A leading historian has claimed that the Cornish pasty was actually not founded in Cornwall.
Peter Brears has said that traditional Cornish pasties were in fact developed by urban middle classes in London – not the West Country.
He wrote in an article in food studies journal Petits Propos Culinaires, that pasties in Cornwall in the 19th century were also mostly vegetarian, and the term ‘Cornish Pasty’ was coined by London cookery teachers.
According to the Western Morning News, he wrote: “Always containing red meat, its use was spread throughout the entire country by London-trained cookery teachers who invented the term ‘Cornish pasty’.
“They did not originate in Cornwall and although they drew their inspiration from those enjoyed by tourists to the county, were quite different from the true pasties of Cornwall in a number of ways.
“Firstly, they selected only meat, potatoes, onions etc as their filling, rejecting all other traditional ingredients and secondly, but most importantly, they were tiny, only a couple of inches across.

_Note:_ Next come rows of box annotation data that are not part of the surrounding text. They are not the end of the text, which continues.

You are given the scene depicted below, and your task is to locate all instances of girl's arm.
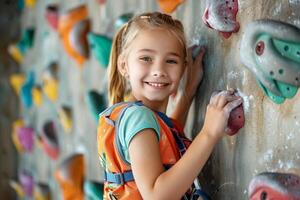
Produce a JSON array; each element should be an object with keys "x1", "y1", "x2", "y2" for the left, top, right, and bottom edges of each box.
[
  {"x1": 171, "y1": 46, "x2": 205, "y2": 127},
  {"x1": 129, "y1": 92, "x2": 242, "y2": 199}
]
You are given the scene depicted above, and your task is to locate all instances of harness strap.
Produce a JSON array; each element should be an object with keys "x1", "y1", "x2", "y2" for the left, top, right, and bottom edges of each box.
[{"x1": 104, "y1": 171, "x2": 134, "y2": 185}]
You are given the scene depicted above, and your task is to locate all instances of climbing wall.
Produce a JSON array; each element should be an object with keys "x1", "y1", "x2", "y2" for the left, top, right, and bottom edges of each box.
[{"x1": 0, "y1": 0, "x2": 300, "y2": 200}]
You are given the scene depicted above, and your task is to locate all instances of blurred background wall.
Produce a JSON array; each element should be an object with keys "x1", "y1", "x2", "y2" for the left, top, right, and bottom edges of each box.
[{"x1": 0, "y1": 0, "x2": 300, "y2": 200}]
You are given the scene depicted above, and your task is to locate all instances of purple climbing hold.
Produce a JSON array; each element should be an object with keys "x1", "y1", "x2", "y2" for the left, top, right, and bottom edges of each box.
[
  {"x1": 19, "y1": 170, "x2": 34, "y2": 198},
  {"x1": 227, "y1": 104, "x2": 245, "y2": 136}
]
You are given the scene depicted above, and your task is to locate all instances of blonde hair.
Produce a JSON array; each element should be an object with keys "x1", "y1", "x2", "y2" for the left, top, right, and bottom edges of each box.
[{"x1": 108, "y1": 12, "x2": 187, "y2": 105}]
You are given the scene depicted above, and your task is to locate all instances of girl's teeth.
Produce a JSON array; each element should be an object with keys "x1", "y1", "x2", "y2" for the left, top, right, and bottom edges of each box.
[{"x1": 149, "y1": 83, "x2": 165, "y2": 87}]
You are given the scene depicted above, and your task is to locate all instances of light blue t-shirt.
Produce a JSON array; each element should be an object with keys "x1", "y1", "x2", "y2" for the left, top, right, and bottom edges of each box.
[{"x1": 118, "y1": 105, "x2": 160, "y2": 163}]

These were not intended to feed a miner or an agricultural labourer but to make an economical savoury nibble for polite middle-class Victorians.”
Brears added that the granting of Protection of Geographical Indication under EU law in 2011, which means only pasties made in Cornwall can be called ‘Cornish pasties’, has “totally bemused” most Brits.
He continued: “A product made throughout the country for at least a century and which they, like me, had purchased under that name everywhere between Dover and Berwick-upon-Tweed could no longer be sold under that name.”
A spokesperson from Cornish Pasty Association repsonded: "The application for protection of the name Cornish Pasty does not make any claim about the origin of the pasty, it is of much greater relevance that the genuine recipe now protected by the EU is a distinctive product that has strong and verified cultural associations with Cornwall going back hundreds of years."